2. Description of the Related Art
In recent years, there has been a growing need in a digital camera for knowing a shooting position and a shooting direction, and those which have a GPS system and an electronic compass function incorporated therein or those which work in cooperation with external GPS equipment have come onto the market.
A main use of an electronic compass in a digital camera is to detect an azimuth of a central part of a taken image (in the direction of the center of a lens' optical axis) and record the azimuth as shooting azimuth data in association with taken image data. On the other hand, an electronic compass function of a digital camera can assist shooting by displaying a shooting azimuth in real time on a display and an EVF on a rear side of the digital camera during shooting.

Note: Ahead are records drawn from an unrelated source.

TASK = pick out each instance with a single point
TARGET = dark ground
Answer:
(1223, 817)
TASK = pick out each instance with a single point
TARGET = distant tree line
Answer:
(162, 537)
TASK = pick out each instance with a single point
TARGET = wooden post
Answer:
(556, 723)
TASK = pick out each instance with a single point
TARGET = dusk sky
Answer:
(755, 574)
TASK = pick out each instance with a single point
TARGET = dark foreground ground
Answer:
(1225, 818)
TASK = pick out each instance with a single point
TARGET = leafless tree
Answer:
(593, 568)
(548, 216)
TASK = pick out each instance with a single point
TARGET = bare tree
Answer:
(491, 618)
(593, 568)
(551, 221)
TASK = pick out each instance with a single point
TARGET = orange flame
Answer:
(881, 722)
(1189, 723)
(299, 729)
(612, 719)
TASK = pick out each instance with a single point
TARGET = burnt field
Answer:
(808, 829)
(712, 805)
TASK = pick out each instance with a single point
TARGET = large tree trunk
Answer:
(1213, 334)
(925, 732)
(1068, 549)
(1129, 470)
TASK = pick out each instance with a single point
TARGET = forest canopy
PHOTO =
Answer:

There has also been proposed a method that, when displaying a shooting azimuth, expressing the shooting azimuth using a figure or a scale because the shooting azimuth displayed merely in numerical form is not easy to understand. For example, Japanese Laid-Open Patent Publication (Kokai) No. H11-155124 discloses a technique according to which environmental conditions during shooting such as position, azimuth, and temperature are defined as graphics and displayed in combination with a taken image. Also, Japanese Laid-Open Patent Publication (Kokai) No. 2008-17223 discloses a technique according to which a guide image indicative of a placement of a subject is created from information on an installation location of an apparatus, information on a pose of the apparatus, and time information, and the created guide image is displayed in a manner being superimposed on a live view image. For example, when the night sky is to be shot, an image of a constellation is displayed as a guide image, enabling a user to shoot a desired constellation.
Expressing a shooting azimuth using a figure or a scale or creating and displaying a guide image as described above enables a user to visually recognize a shooting azimuth and use the same for framing during shooting. Further, using positional information, pose information, time information, information on an angle of view, and so on in combination makes it possible to estimate the position and size of a subject itself, which can be used as very useful assist information during shooting.

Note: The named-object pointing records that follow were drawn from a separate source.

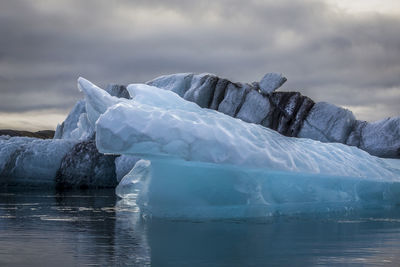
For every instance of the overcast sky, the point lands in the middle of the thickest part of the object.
(343, 52)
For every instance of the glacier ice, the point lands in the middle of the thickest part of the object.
(207, 164)
(123, 165)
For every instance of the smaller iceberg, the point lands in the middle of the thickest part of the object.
(201, 163)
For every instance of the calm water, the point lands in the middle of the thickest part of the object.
(46, 228)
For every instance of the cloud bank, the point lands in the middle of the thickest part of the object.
(348, 59)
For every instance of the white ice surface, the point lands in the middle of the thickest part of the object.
(204, 163)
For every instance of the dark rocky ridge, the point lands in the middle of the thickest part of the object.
(83, 166)
(288, 113)
(45, 134)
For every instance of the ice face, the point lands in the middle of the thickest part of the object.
(206, 163)
(186, 189)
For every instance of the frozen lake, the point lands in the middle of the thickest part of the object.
(78, 228)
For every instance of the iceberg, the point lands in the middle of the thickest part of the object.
(210, 165)
(30, 161)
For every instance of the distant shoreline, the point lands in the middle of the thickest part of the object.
(44, 134)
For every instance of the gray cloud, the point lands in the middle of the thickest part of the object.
(353, 61)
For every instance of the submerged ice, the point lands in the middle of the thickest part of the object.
(203, 163)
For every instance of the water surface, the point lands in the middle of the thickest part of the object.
(78, 228)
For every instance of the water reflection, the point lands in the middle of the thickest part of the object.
(94, 228)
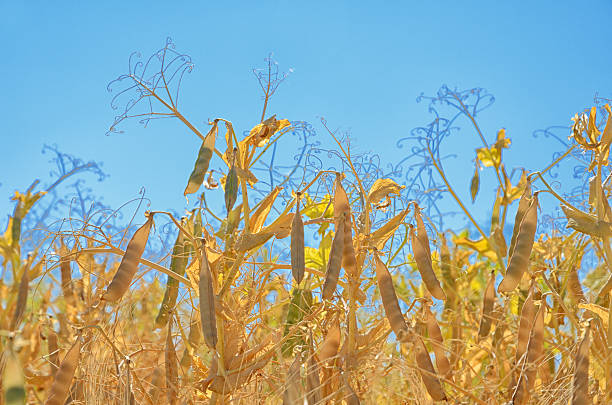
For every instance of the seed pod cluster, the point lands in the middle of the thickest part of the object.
(129, 263)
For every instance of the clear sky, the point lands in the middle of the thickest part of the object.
(358, 64)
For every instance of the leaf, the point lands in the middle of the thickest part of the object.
(480, 245)
(301, 301)
(258, 218)
(601, 312)
(586, 223)
(246, 175)
(383, 188)
(261, 133)
(380, 236)
(203, 160)
(475, 184)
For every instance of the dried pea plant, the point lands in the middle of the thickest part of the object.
(320, 282)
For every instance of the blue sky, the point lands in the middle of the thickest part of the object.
(358, 64)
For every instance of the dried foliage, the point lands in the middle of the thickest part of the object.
(290, 291)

However, in the case of displaying a though-the-lens image from an image pickup device in real time on a display or an EVF mounted on a rear side of a digital camera for the purpose of framing during shooting, it is necessary to update a though-the-lens image at a frame rate of 15 to 30 frames per second. At the same time, in the case of displaying an azimuth using a figure and a scale, the amount of computations per unit time is large, and hence it is difficult for an arithmetic device with low processing power such as one mounted on a digital camera to produce complicated displays.

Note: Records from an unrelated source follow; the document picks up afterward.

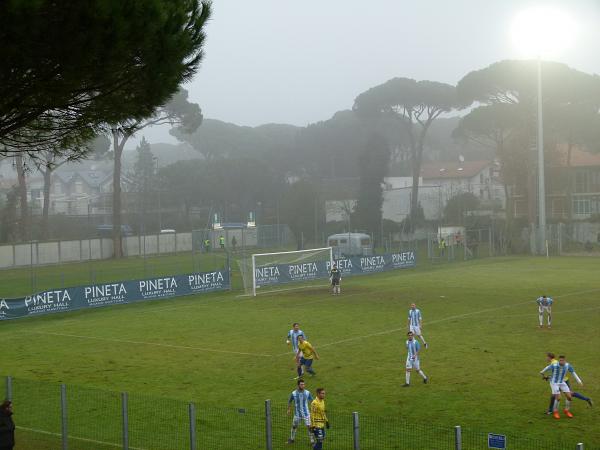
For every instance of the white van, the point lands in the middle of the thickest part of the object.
(350, 244)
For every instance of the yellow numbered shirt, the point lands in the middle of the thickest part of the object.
(555, 361)
(317, 413)
(307, 350)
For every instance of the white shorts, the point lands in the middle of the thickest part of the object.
(416, 330)
(298, 419)
(413, 363)
(557, 388)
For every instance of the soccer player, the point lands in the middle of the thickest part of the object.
(415, 322)
(551, 359)
(292, 337)
(305, 356)
(302, 399)
(559, 370)
(412, 359)
(545, 305)
(318, 419)
(335, 276)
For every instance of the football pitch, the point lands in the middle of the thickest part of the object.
(225, 350)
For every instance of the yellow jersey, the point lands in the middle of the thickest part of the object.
(317, 413)
(555, 361)
(307, 350)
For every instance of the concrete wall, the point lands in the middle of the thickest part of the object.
(42, 253)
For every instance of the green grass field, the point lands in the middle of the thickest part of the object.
(225, 352)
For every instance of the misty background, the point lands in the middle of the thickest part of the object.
(281, 61)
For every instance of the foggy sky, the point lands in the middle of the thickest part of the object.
(300, 61)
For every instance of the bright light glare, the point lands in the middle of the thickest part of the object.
(543, 32)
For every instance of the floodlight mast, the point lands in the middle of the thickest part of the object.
(543, 243)
(542, 31)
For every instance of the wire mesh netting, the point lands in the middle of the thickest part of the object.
(95, 420)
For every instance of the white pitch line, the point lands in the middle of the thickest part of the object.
(158, 344)
(49, 433)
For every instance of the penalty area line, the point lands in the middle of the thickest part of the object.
(156, 344)
(77, 438)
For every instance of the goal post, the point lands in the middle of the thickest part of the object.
(265, 271)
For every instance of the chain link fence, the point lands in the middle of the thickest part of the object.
(55, 416)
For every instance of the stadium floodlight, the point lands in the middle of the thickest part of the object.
(266, 272)
(542, 32)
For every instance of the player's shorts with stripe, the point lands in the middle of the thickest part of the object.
(413, 363)
(319, 433)
(299, 419)
(415, 329)
(305, 362)
(557, 388)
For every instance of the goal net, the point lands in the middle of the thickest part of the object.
(266, 272)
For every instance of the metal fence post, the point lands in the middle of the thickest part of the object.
(356, 430)
(457, 438)
(268, 425)
(125, 416)
(9, 388)
(63, 409)
(192, 415)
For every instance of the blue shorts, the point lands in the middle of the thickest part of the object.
(319, 433)
(306, 362)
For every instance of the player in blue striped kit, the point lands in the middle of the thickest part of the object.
(301, 398)
(558, 373)
(415, 322)
(412, 359)
(292, 337)
(545, 306)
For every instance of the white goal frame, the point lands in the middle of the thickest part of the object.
(254, 255)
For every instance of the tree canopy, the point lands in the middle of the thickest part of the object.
(418, 104)
(56, 79)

Moreover, because the angle of view in shooting does not change when a taking lens is a single focus lens, the interval between ticks does not have to be variable. On the other hand, the angle of view in shooting changes when a taking lens is a zoom lens, the interval between ticks has to be adjusted in real time according to zoom position so that a view of a through-the-lens image being displayed and a view of a shooting azimuth around a perimeter of a screen can be coincident with each other. Such real-time operations require an enormous amount of computations, and it would be much more difficult for an arithmetic device with low processing power to realize this. Even if this can be realized, other processes important for shooting such as a process in which a face is detected, a process in which a subject is followed, and a process in which autofocus is continuously performed (continuous AF) may be affected. The same holds for not only displaying of a through-the-lens image during taking of a still image but also displaying of a through-the-lens image during taking of a moving image.